Fed Misses Monetary Goals, Drops Them

ALAN GREENSPAN last month gave Wall Street economists plenty of fresh material for their weekly reports to customers. In testimony to Congress July 20, the Federal Reserve chairman indicated that the Fed was abandoning its targets for growth of the nation's money supply, considering them no longer useful in monetary policymaking.

That is opposite to the switch made in 1979, when former chairman Paul Volcker gave money targets enhanced importance in his fight against double-digit inflation. Briefly, until inflation was under better control, the Fed kept money growth within its targets and largely ignored interest rates.

The central bank last February set a 1993 target range of 2 to 6 percent for one money measure, M-2, down from 2.5 to 6.5 percent the year before. Actual money growth has been under those ranges in current dollars. "The Fed seems to have concluded that `if you can't hit it [a target] - ignore it,' " writes Michael Keran, chief economist for Prudential Economics. In the last 12 months, M-2 growth is just within the Fed's latest target of 1 to 5 percent.

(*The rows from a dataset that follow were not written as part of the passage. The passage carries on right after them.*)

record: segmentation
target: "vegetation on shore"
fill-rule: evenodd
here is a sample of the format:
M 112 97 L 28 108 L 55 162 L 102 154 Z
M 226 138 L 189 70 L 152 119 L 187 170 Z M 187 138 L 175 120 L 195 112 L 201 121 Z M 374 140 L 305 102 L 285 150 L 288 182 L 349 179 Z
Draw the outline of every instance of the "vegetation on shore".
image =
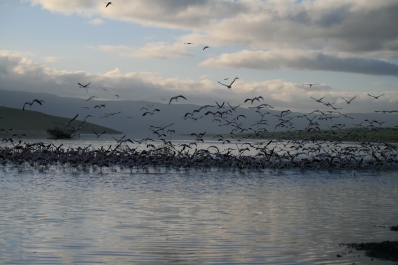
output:
M 56 126 L 53 121 L 59 123 L 66 123 L 71 120 L 71 118 L 46 115 L 38 111 L 26 109 L 23 111 L 21 109 L 0 106 L 0 117 L 1 117 L 2 118 L 0 119 L 0 128 L 7 130 L 11 128 L 12 129 L 13 132 L 47 133 L 48 129 L 53 130 L 55 129 L 54 126 Z M 82 121 L 76 119 L 71 123 L 71 126 L 77 127 L 82 122 Z M 84 126 L 86 127 L 79 130 L 78 134 L 94 134 L 93 130 L 101 132 L 105 131 L 106 134 L 121 134 L 116 130 L 90 122 L 85 123 Z M 70 129 L 72 128 L 69 127 L 62 128 L 63 131 Z

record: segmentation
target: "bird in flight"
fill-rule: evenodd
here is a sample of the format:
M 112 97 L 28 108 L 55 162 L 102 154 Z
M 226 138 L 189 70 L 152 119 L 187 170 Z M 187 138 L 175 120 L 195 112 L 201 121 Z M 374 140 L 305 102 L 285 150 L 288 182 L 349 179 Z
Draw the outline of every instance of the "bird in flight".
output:
M 309 87 L 311 88 L 313 85 L 319 85 L 319 84 L 303 84 L 301 86 L 309 86 Z
M 102 135 L 102 134 L 103 134 L 104 133 L 105 133 L 105 132 L 106 132 L 106 131 L 105 131 L 105 132 L 103 132 L 102 133 L 101 133 L 101 134 L 98 134 L 98 133 L 97 133 L 96 132 L 96 131 L 94 130 L 94 129 L 93 129 L 93 132 L 94 132 L 94 133 L 95 133 L 95 134 L 96 134 L 96 135 L 97 135 L 97 138 L 99 138 L 99 137 L 100 137 L 100 136 L 101 135 Z
M 152 111 L 152 112 L 149 112 L 149 111 L 147 111 L 147 112 L 145 112 L 145 113 L 143 114 L 142 116 L 145 116 L 147 114 L 150 114 L 151 115 L 153 115 L 153 113 L 155 112 L 155 111 L 160 111 L 160 109 L 158 109 L 157 108 L 155 108 L 155 109 L 153 110 L 153 111 Z
M 90 84 L 91 84 L 91 82 L 89 83 L 89 84 L 87 84 L 87 85 L 86 85 L 86 86 L 84 86 L 84 85 L 82 85 L 81 84 L 80 84 L 80 83 L 78 83 L 78 84 L 79 85 L 80 85 L 80 87 L 81 87 L 81 88 L 86 88 L 86 91 L 87 91 L 87 92 L 88 92 L 88 91 L 89 91 L 89 90 L 87 90 L 87 88 L 88 88 L 88 87 L 88 87 L 88 86 L 89 86 Z
M 170 98 L 170 101 L 169 101 L 169 105 L 170 104 L 170 103 L 171 103 L 171 101 L 173 99 L 176 99 L 176 101 L 178 102 L 178 99 L 179 97 L 182 97 L 183 98 L 184 98 L 186 100 L 188 100 L 188 99 L 187 99 L 187 98 L 186 98 L 183 95 L 176 95 L 176 96 L 173 96 L 173 97 Z
M 227 88 L 229 88 L 229 90 L 232 90 L 232 89 L 231 89 L 231 88 L 232 88 L 232 84 L 233 84 L 233 83 L 235 82 L 235 81 L 236 80 L 237 80 L 237 79 L 239 79 L 239 78 L 238 78 L 238 77 L 236 77 L 236 78 L 235 78 L 234 79 L 234 80 L 233 80 L 233 81 L 232 81 L 232 82 L 231 84 L 229 84 L 229 85 L 224 85 L 224 84 L 222 84 L 222 83 L 220 83 L 220 82 L 218 82 L 218 81 L 217 81 L 217 82 L 218 82 L 219 84 L 221 84 L 222 85 L 223 85 L 223 86 L 225 86 L 225 87 L 226 87 Z
M 96 96 L 94 96 L 93 95 L 93 96 L 91 96 L 91 97 L 90 97 L 90 98 L 89 98 L 88 99 L 87 99 L 87 100 L 86 100 L 86 101 L 89 101 L 89 100 L 90 100 L 90 99 L 94 99 L 94 98 L 97 98 L 97 97 L 96 97 Z
M 325 97 L 325 96 L 324 96 L 323 97 Z M 323 99 L 323 97 L 322 97 L 321 98 L 319 98 L 319 99 L 316 99 L 316 98 L 313 98 L 313 97 L 312 97 L 312 96 L 310 96 L 309 97 L 310 97 L 310 98 L 312 98 L 312 99 L 315 99 L 315 101 L 316 101 L 316 102 L 317 102 L 318 103 L 323 103 L 323 102 L 322 102 L 322 101 L 321 101 L 322 99 Z M 351 100 L 352 100 L 352 99 L 351 99 Z
M 351 102 L 351 100 L 352 100 L 353 99 L 354 99 L 356 97 L 356 96 L 354 96 L 354 97 L 353 97 L 352 98 L 351 98 L 351 99 L 350 99 L 348 101 L 347 101 L 347 99 L 346 99 L 345 98 L 344 98 L 343 97 L 342 97 L 342 98 L 343 98 L 343 99 L 345 100 L 345 102 L 347 102 L 347 104 L 350 104 Z
M 38 103 L 40 105 L 43 105 L 41 103 L 41 102 L 40 102 L 40 101 L 42 101 L 43 100 L 39 100 L 38 99 L 34 99 L 34 100 L 32 100 L 32 102 L 25 102 L 25 103 L 23 103 L 23 107 L 22 108 L 22 110 L 25 110 L 25 105 L 26 105 L 26 104 L 28 104 L 29 107 L 31 106 L 32 105 L 33 105 L 33 103 L 34 103 L 35 102 L 37 102 L 37 103 Z
M 94 108 L 101 108 L 101 107 L 105 107 L 105 105 L 106 105 L 106 103 L 105 103 L 105 104 L 100 104 L 100 105 L 96 105 L 96 106 L 94 107 Z
M 375 98 L 375 99 L 378 99 L 379 97 L 381 97 L 381 96 L 382 96 L 382 95 L 384 95 L 384 94 L 383 94 L 383 95 L 378 95 L 378 96 L 374 96 L 374 95 L 370 95 L 370 94 L 368 94 L 368 95 L 370 95 L 370 96 L 371 96 L 371 97 L 374 97 L 374 98 Z
M 114 4 L 113 4 L 113 3 L 112 3 L 112 2 L 105 2 L 105 3 L 106 3 L 106 6 L 105 6 L 105 8 L 106 8 L 106 7 L 108 7 L 108 5 L 109 5 L 109 4 L 111 4 L 112 5 L 114 5 Z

When inflation is taken into account, M-2 has shrunk 5 percent since 1988 and 2.5 percent in the last 12 months. Lacy Hunt, chief economist in the United States of HSBC Holdings, blames the recession of 1990-91 and subsequent slow growth in the economy on the Fed's failure to keep M-2 expanding at a faster pace. That is also why he's expecting the economy to poke along at a 1.7 to 1.8 percent annual growth for the second half of this year, up from a 1.1 percent rate in the first half. Tight money combine d with the drag from the Clinton tax package could push the economy into recession in 1994, Mr. Hunt adds.

Hunt has been closer to right in his economic forecasts in recent years than most economists.

He criticizes Greenspan for elevating real interest rates to a "guide post" of monetary policy. "Relying on real interest rates for the conduct of monetary policy is like trying to drive a car using the rear-view mirror," he argues. "The historical data indicate that given levels of real interest rates are consistent with virtually any outcome for real GDP [gross domestic product] growth. By looking at the real Federal funds rate and concluding that it must now be stimulative - since it is essentially ze ro - the Federal Reserve is not obtaining information that will help it to better guide monetary policy." The federal funds rate is the interest commercial banks charge each other on overnight loans.

Paul Kasriel, monetary economist for Northern Trust Company in Chicago, says that deflated M-2 has done a better job of predicting growth in real GDP since 1988 than interest rates. The Fed, he says, should thus be "more attached" to M-2 targets.

Given an upturn in M-2 growth in May and June, Mr. Kasriel sees the possibility of a modest rise in output in the months ahead. "We are not talking boom here," he cautions.

But Hunt doubts that short-term changes in the growth of M-2 have any measurable impact on the economy.

Prompted by Greenspan's shift, Dr. Arnold X. Moskowitz, a New York economic consultant, looked at the past five and 20 years. He too found that the federal funds rate would give the Fed "less control over the economy than using M-2 as a target."

"Real interest rates" are defined as nominal or market interest rates minus an inflationary expectations component. But since "expectations" are hardly measurable, economists use proxies - such as the federal funds rate.

Prudential Economics is cheery about the Fed shift. The insurance company economists, in their latest letter, offer the Fed their own formula for calculating an "equilibrium" interest rate. They expect the Fed to calculate such a rate, involving the demand and supply for credit, in making monetary policy.

Using that rate in assessing the economy, Prudential figures monetary policy has been easy since 1991. But changed regulation has restrained bank and insurance-company lending, holding back the economy and explaining the overly-optimistic forecasts of Prudential Economics, Mr. Keran says.

Keran and many other economists recently have been marking down their forecasts for the US economy. Because of the fits and starts in the recovery, Leonard Lempert of Statistical Indicator Associates calls it the "interruptible" economy.